In einer Phase „kollektiver Amnesie“ – Bürgerrechtskämpfe, gezielte Morde an Schwarzen Aktivisten schienen im Ölboom vergessen – machte Familie Locke einen Bootsausflug, Schüsse erklangen, und Atticas Vater, der seine Tochter nach einem Gefängnisaufstand benannt hatte, handelte nicht wie Jay Porter, der eingeschüchterte, zaudernde Held ihres Romans: Vater Locke stoppte das Boot nicht, rief aber die Polizei. Jay Porter hat sich auch als Menschenrechtsaktivist hervorgetan, aber nach Verrat aus den eigenen Reihen, Verhaftung und Knast konzentriert er zwei Dekaden später seine Kraft darauf, seine Anwaltskanzlei und seine kleine Familie durchzubringen.
Da passen ihm weder die streikenden Schwarzen Hafenarbeiter – die Ölstadt Houston ist der zweitgrößte Hafen der USA – noch die geheimnisvollen Verfolger in den Kram, die ihn bedrohen, seine Waffe klauen und ihm Geld dafür geben, dass er das tut, was er sowieso vorhatte: den Mund zu halten.
Wie er dann doch noch seinen aufrechten Standpunkt gewinnt, ist einer der starken inneren Spannungsmomente dieses enormen Debüts, das Klassenkampf und Antirassismus in den Achtzigern des letzten Jahrhunderts in einer komplexen Geschichte anschaulich macht.
Der 1976 geborene Colin Niel, Evolutionsbiologe und Ökologe, der jahrelang in Französisch-Guayana gearbeitet hat, hat bereits in seinem ersten, mitreißenden Roman NUR DIE TIERE die Lebenswelten und Sehnsüchte Afrikas und Frankreichs kontrastiert.
Das tut er auch in UNTER RAUBTIEREN, verschärft durch den Fokus auf die Trophäenjagd. Im Nebenzentrum des Romans steht deshalb der alte Löwe Charles, der die Ziegen der nomadischen Himba als Leibspeise entdeckt hat, aber auch Trophäe der jungen französischen Bogenschützin Apolline werden kann. Auch der rangniedrige Himba Kumiti will den Löwen töten, um Ansprung auf seine wunderschöne Geliebte erheben zu können. Als auf Facebook ein Foto Apollines mit dem in Namibia erschossenen Löwen auftaucht, dreht Nationalparkranger Martin durch. Seit je betrachtet er die zügellosen Jäger in seinem Pyrenäen-Revier als Inkarnation des menschlichen Vernichtungsdrangs. Als er Apollines Foto entdeckt, eröffnet er die Jagd gegen die Studentin, die mit einem absolut überraschenden Showdown in den winterlichen Bergen endet.
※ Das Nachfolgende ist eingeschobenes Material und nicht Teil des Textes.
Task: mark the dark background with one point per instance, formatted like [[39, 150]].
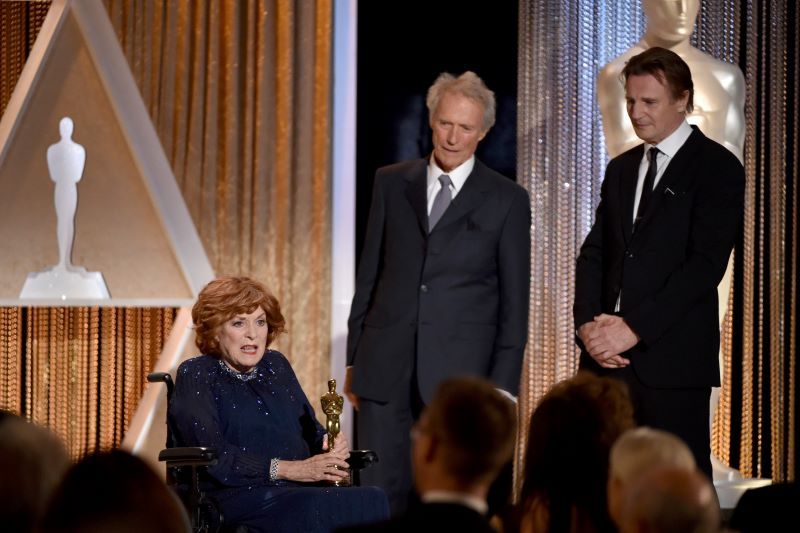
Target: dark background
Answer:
[[402, 48]]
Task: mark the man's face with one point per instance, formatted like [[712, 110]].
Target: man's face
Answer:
[[653, 112], [672, 20], [457, 130]]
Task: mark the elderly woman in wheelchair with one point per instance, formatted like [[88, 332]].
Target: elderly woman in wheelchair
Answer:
[[275, 469]]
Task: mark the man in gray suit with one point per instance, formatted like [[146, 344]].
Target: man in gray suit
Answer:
[[443, 283]]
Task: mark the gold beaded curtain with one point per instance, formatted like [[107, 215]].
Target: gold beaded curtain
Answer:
[[239, 95], [561, 159]]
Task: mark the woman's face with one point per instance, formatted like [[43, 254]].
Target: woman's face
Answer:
[[243, 340]]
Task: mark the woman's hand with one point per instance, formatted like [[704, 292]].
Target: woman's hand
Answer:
[[340, 446], [320, 467]]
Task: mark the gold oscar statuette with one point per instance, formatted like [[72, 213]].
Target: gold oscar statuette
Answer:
[[332, 405]]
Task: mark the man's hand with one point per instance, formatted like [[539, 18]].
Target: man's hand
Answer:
[[606, 338], [347, 389]]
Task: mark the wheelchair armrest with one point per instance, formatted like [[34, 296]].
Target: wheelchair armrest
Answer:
[[189, 456], [360, 459]]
Beide Romane könnten auf dem Weihnachtstisch liegen, zeigen sie doch auf je eigene Weise, wie gute Kriminalromane von den krassen Widersprüchen unserer Gegenwart sprechen können und das auch noch in mitreißenden Geschichten.
Die Krimibestenliste Dezember ist seit Freitag, dem 3. Dezember, bei Deutschlandfunk Kultur online und kann hier als PDF heruntergeladen werden.
Außerdem finden Sie die aktuelle Krimibestenliste im crimemag. Dank auch an die Redaktion von Weltexpresso, die jeden Monat nicht nur die Krimibestenliste abbildet, sondern auch die Veränderungen und oft auch einzelne Bücher engagiert kommentiert. Und bereits am Freitag morgen hat Thomas Wörtche bei Deutschlandfunk Kultur UNTER RAUBTIEREN als höchsten Neueinstieg besprochen.
Nicht vergessen: Wie seit Jahren stellen wir unsere Auswahl der Auswahl vor: die KRIMIBESTENLISTE 2021, mit den aus Sicht der Jury spannendsten, literarisch aufregendsten Kriminalromanen des vergangenen Jahres. Am FREITAG, DEN 2. DEZEMBER wird sie bekanntgegeben.
Ich wünsche Ihnen viel Vergnügen!
Ihr Tobias Gohlis
Dr. Roland Schmidt meint
War für mich Colin Niels „Nur die Tiere“ die Autor-Neuentdeckung des Jahres, so hat er mit „Unter Raubtieren“ das Ganze noch einmal getoppt! Gerade beendet, und ich bin begeistert! Klare Leseempfehlung!
Tobias Gohlis meint
Lieber Herr Dr. Schmidt,
ich stimme Ihnen zu. Wäre „unter Raubtieren“ etwas früher erschienen, wäre es vielleicht sogar auch noch auf der Jahresbestenliste gelandet.